An additional environment variable, CUSTOM_SCSS_PATH, can be used to specify the path to a SCSS file which will be imported into the application upon start. The given path must be absolute, or relative to the run-time location of Aleph. An example would be:

docker-compose run -e CUSTOM_SCSS_PATH=my.scss app make web

Creating new crawlers

Custom crawlers are useful to directly import large amounts of data into the system. This can make sense for custom scrapers or crawlers where the indirection of using Metafolders is not desirable.

Crawlers are Python classes and exposed via the entry_point of a Python package. To develop a custom crawler, start by setting up a separate Python package with it’s own setup.py (learn more).

A basic crawler will extend the relevant Crawler class from Aleph and implement its crawl() method, below you can find an example:

from aleph.crawlers import DocumentCrawler

class ExampleCrawler(DocumentCrawler):
    COLLECTION_ID = 'example'

    def crawl(self):
        for i in range(0, 1000):
             meta = self.metadata()
             meta.foreign_id = 'example-doc:%s' % i
             meta.title = 'Document Number %s' % i
             meta.mime_type = 'application/pdf'
             url = 'https://example.com/documents/%s.pdf' % i
             self.emit_url(meta, url)

Besides emit_url, results can also be forwarded using the emit_file(meta, file_path) method. If a crawler creates collections, it can use emit_collection(collection, entity_search_terms) which will start a partial re-index of documents.

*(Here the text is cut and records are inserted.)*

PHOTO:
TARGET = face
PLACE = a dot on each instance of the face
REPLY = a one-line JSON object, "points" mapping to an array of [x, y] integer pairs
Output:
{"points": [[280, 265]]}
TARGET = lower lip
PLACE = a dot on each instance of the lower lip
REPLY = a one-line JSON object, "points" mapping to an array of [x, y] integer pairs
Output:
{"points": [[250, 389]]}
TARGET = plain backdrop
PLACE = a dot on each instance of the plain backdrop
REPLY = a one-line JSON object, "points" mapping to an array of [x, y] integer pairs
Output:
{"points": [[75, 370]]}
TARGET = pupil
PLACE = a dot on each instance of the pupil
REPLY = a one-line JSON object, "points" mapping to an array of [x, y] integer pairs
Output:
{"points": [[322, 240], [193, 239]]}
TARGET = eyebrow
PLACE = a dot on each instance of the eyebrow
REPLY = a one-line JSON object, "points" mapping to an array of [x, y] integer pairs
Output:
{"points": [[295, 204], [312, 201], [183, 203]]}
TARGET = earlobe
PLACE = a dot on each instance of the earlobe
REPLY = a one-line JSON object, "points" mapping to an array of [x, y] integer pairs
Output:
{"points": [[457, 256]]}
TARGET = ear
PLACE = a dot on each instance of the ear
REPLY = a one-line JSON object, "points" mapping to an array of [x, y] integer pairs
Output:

To support indexing only new documents on incremental/update crawls, you can use self.skip_incremental:

    if self.skip_incremental(foreign_id):
        logger.info("Skipping known %s", foreign_id)
        return

In order to make sure that Aleph can find the new crawler, it must be added to the setup.py of your package, see above how plugins work:

setup(
    name='mypackage',
    ...
    entry_points={
        'aleph.crawlers': [
            'example = mypackage.example:ExampleCrawler'
        ]
    }
)

Finally, you must ensure that the plugin package is installed in your aleph docker container (or using your deployment method), for example by extending the Dockerfile to include the plugin package. Once this is ready, run the crawler from inside the container:

docker-compose run app python aleph/manage.py crawl example

Custom OAuth

It’s possible to hook into the login code to support other providers, but you need to handle the creation of user and group roles through some specific code. This is the code used at OCCRP for OAuth via the Investigative Dashboard (it requires the use of plugins to be activated:

from aleph import signals

@signals.handle_oauth_session.connect
def handle_occrp_oauth(sender, provider=None, session=None):
    from aleph.model import Role
    if 'investigativedashboard.org' not in provider.base_url:
        return
    me = provider.get('api/2/accounts/profile/')
    user_id = 'idashboard:user:%s' % me.data.get('id')
    role = Role.load_or_create(user_id, Role.USER,
                               me.data.get('display_name'),
                               email=me.data.get('email'),
                               is_admin=me.data.get('is_admin'))
    role.clear_roles()
    for group in me.data.get('groups', []):
        group_id = 'idashboard:%s' % group.get('id')
        group_role = Role.load_or_create(group_id, Role.GROUP,
                                         group.get('name'))
        role.add_role(group_role)
    session['user'] = role.id